В ящике обнаружилось изображение Хора, бога-сокола, сына Исиды и Осириса, Мстителя, изумительно тонкой работы. Оно насчитывало фута полтора в длину, а в самой широкой части – по плечам – дюймов семь в ширину. Изящество, текучесть линий и, если позволите, несколько упадочный стиль относили датировку к позднему периоду египетской истории – даже, возможно, ко времени римской оккупации. Фигура была полая и, видимо, предназначалась для мумифицированного тельца сокола, священной птицы Хора.

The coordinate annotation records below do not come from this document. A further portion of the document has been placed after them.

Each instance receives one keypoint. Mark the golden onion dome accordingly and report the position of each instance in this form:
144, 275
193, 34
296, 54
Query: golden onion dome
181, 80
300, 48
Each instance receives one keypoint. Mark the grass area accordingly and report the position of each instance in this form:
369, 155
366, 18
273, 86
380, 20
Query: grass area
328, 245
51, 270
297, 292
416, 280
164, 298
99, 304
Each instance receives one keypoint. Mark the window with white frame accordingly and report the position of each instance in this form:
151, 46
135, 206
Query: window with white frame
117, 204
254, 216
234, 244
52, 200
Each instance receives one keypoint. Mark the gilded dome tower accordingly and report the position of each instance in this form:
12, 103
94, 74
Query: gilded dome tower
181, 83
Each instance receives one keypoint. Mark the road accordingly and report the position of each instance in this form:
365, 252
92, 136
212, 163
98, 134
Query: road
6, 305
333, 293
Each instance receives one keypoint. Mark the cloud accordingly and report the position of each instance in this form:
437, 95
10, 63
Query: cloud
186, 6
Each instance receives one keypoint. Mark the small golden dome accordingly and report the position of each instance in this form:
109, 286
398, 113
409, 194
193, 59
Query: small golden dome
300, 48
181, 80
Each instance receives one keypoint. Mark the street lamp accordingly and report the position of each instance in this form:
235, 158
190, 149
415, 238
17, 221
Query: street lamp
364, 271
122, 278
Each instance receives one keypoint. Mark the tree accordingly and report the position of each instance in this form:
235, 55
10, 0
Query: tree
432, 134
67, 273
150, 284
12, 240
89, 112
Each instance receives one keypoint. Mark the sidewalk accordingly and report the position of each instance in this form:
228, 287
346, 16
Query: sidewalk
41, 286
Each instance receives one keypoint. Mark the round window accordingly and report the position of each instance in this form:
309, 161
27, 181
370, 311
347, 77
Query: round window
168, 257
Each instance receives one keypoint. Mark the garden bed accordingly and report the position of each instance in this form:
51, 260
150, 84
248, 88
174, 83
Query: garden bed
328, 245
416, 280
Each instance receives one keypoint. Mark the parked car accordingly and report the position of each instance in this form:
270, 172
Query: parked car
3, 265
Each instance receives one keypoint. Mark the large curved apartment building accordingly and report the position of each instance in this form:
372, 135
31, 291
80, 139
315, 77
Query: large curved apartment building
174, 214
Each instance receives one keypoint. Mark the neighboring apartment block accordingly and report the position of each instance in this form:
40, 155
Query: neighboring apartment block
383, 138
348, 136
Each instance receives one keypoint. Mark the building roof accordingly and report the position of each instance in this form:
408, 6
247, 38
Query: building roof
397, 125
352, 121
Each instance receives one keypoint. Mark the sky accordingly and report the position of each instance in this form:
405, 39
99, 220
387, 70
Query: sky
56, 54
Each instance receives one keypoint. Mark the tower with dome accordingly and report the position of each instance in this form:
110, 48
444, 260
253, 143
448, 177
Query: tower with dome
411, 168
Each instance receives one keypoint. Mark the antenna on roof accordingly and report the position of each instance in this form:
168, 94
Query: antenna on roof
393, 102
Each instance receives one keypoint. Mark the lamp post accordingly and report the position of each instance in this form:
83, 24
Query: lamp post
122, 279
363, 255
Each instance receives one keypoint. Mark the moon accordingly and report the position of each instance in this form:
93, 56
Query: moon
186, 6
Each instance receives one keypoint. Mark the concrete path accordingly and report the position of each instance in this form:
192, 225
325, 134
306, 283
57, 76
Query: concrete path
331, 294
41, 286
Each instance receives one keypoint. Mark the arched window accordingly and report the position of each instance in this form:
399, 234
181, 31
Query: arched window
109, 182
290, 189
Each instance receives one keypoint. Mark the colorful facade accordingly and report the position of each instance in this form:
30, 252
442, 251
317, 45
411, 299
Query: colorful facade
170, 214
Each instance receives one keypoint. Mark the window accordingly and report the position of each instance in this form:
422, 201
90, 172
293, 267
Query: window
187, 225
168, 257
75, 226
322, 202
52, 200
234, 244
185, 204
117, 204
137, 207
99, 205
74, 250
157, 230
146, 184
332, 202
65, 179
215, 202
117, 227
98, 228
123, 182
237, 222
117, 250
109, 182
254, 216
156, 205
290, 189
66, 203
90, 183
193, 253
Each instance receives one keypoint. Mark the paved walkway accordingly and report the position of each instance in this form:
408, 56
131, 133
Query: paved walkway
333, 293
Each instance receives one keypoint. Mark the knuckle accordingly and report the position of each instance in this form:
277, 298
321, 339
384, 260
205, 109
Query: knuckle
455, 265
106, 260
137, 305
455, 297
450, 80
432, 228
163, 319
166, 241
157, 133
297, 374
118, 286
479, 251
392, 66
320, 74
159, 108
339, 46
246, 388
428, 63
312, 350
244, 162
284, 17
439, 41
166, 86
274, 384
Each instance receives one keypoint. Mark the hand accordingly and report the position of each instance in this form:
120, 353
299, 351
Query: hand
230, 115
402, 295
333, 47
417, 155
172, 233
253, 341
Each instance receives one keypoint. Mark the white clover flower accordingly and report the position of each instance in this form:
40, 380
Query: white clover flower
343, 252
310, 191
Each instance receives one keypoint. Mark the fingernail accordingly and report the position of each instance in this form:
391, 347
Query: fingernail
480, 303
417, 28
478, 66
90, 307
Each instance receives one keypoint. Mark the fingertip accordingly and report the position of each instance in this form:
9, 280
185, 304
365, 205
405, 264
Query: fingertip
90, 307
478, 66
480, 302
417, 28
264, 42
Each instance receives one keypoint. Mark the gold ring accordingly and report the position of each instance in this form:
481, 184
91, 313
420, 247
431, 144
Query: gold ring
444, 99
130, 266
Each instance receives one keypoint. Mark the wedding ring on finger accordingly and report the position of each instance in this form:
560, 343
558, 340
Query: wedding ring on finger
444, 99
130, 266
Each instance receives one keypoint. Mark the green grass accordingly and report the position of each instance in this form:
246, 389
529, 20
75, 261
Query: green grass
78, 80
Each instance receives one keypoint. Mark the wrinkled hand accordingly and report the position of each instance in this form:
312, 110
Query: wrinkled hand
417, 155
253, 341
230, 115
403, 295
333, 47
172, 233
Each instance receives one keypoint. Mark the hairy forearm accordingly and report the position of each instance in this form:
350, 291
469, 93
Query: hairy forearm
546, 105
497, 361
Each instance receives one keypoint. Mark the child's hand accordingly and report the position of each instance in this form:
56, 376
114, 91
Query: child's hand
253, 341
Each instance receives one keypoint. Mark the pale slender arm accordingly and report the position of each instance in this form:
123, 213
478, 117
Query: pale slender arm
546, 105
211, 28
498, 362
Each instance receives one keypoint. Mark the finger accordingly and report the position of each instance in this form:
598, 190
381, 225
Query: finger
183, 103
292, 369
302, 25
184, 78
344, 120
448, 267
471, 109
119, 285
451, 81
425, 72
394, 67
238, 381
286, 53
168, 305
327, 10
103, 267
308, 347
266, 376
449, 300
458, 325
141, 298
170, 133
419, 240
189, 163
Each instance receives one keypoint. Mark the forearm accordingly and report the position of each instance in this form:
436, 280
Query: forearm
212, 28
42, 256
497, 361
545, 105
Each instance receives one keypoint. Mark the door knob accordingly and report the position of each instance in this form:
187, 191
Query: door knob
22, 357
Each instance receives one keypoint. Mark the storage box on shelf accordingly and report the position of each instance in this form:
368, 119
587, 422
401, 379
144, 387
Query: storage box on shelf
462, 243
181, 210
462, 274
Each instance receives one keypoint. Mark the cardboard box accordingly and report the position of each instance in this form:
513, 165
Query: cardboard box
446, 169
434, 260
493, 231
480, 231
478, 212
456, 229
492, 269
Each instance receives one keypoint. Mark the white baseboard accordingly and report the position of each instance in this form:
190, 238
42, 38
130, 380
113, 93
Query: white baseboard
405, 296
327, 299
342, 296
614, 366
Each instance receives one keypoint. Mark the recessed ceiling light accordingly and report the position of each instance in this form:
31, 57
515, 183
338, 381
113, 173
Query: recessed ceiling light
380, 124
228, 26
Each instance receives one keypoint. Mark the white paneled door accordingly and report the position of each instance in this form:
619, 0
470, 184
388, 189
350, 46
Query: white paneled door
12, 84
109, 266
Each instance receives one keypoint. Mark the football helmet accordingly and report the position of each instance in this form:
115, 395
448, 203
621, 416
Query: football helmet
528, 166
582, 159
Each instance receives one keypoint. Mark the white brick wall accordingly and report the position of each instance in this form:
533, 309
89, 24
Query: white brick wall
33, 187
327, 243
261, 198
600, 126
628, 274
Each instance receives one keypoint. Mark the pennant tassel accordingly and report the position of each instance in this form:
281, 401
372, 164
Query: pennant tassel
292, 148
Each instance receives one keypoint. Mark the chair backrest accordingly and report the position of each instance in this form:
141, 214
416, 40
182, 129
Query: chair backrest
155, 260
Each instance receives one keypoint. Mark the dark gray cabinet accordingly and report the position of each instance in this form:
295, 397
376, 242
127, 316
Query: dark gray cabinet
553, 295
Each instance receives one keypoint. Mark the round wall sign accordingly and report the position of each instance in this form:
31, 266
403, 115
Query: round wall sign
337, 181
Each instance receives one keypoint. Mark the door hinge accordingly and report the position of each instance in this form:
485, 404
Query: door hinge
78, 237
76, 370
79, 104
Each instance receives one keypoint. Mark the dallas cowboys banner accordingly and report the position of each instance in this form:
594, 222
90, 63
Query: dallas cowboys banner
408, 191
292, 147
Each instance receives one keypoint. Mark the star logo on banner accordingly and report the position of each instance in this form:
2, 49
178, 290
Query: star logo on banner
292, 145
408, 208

Калатис стоял ошеломленный невероятными богатствами, открывшимися нашему взору; в товарно-денежном отношении это была величайшая археологическая находка в истории. Он принялся скакать кругом, плясать и распевать на греческом что-то там про свою добрую удачу. По какой-то непонятной причине его ужимки порядком меня напугали. У меня до сих пор не было никаких доказательств, что это именно усыпальница… с тем же успехом комната могла оказаться складом или сокровищницей крупного храма. И все же я безотчетно ощущал присутствие чего-то очень древнего… невообразимо диковинного… совсем близко от нас. И оно наблюдало.
Тут луч моего фонарика выхватил из тьмы какое-то движение: что-то шевелилось на вершине ближайшей пирамиды из ящиков. Я крикнул Калатису, который мгновенно протрезвел, взял себя в руки и сам посветил фонарем туда же, наверх. Сначала мы не увидели ничего, потом приблизились на пару шагов и над краем ящика различили какой-то силуэт и две уставившиеся на нас красные точки. Это была птица – не нетопырь! – да, птица, и, судя по очертаниям, преогромная!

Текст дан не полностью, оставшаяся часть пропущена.